IBA PROFIT REPORT - 2602

prepared by:  Independent Business Association

REDUCING YOUR UNEMPLOYMENT TAX

USING "VOLUNTARY CONTRIBUTIONS"

 

 

Employers who have an increase of 6 or more unemployment tax rates from one year to the next may "buy down" their future unemployment tax rate by making "voluntary contributions".  This legislation IBA developed and successfully got put into law in 1996.
Here is an example of how this law works:

Small Business A lays off an employee in 2001.  That employee qualifies for and collects $4500 in unemployment benefits in 2001.  In November 2002, Small Business A receives their 2003 unemployment tax notice and sees their unemployment tax rate will increase from the current level of .5% to 3.5%..  This is an increase of 16 rate classes from Small Business A's 2002 unemployment tax rate, to its new 2003 rate. 

 

Small Business A then calculates the cost of this higher tax rate as follow:

·        Find the difference between your old tax rate and your new tax rate:

3.5% - 0.5% = 3%

·        Multiply the difference by your total taxable payroll (in 2003 the first $29,700 of each employee’s earnings) in the following years:

Year 1 - $125,000 x 3% = $3750

Year 2 - $150,000 x 3% = $4500

Year 3 - $150,000 x 3% = $4500

Year 4 - $175,000 x 3% = $5250

                        Total         $18,000      


But, Small Business A can avoid this additional $18,000 in additional unemployment taxes over 4 years by using the state's "voluntary contributions" law.  To use this law, Small Business A can make a "voluntary contribution" of up to the full amount of the $4500 unemployment claim charged against their account, plus a 10% surcharge, to "buy-down" this claim and reduce their future tax rates.  If Small Business A were to make a "voluntary contribution" of $4950 ($4500 + the 10% surcharge ($450)), they would remain in the same unemployment tax rate bracket they were in 2002 - and NOT pay the $18,000 in additional unemployment taxes.

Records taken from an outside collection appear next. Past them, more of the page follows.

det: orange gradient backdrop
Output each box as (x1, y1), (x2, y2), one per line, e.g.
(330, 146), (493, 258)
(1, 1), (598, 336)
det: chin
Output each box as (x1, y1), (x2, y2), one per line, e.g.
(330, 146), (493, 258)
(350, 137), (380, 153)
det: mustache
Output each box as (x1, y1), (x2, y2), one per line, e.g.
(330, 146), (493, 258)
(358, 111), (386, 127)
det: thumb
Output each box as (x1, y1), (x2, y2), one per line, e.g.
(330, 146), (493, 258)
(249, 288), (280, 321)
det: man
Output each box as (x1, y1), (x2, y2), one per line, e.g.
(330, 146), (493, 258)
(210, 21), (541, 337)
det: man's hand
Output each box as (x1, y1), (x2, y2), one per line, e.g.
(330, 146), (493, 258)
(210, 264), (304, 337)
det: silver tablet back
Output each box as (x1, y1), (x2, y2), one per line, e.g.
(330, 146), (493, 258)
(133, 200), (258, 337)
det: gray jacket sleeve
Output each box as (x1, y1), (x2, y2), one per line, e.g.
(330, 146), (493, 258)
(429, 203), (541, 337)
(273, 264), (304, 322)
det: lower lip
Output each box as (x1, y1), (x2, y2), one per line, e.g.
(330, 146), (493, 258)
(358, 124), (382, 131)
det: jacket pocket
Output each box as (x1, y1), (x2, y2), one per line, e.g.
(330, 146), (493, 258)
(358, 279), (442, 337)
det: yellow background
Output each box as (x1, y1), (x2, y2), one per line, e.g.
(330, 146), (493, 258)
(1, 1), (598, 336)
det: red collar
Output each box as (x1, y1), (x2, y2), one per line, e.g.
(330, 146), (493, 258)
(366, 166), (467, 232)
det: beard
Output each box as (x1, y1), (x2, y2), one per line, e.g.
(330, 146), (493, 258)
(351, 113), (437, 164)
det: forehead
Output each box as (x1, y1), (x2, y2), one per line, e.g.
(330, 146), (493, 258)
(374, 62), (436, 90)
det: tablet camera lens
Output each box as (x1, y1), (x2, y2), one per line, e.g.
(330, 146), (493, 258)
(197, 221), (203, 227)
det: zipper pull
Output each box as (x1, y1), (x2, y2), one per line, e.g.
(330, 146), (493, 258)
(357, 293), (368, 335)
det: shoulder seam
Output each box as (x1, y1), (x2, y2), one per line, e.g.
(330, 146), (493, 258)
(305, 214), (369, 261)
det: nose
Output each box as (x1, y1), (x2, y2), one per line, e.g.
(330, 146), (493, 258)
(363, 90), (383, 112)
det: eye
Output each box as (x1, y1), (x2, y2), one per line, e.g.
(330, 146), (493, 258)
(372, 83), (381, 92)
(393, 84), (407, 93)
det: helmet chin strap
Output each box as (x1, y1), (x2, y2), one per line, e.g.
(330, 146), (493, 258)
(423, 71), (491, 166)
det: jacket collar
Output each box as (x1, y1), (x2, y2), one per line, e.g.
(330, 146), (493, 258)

Small Business A may not want to "buy-down" the entire $4500 claim, but may want to buy down $2500 of the claim by making a "voluntary contribution" of  $2750 ($2500 + 10% surcharge).  Small Business A's tax rate would be decreased some, maybe to 2% instead of 3.5% (tax rates used here are only for illustration and not examples of an actual case) and instead of Small Business A paying $12,000 in additional state unemployment taxes over the next 4 years, Small Business A would pay $8,000 in additional state unemployment taxes over the next 4 years, saving $10,000 in additional taxes for a $2750 "voluntary contribution" expenditure.


Firms eligible for voluntary contributions should receive a notice from the WA Employment Security Department mid November prior to the year their taxes will be increased.   Making a "voluntary contribution" is optional.  An employer choosing to make a "voluntary contribution" must have the voluntary contribution received by the WA Employment Security Department by February 15th.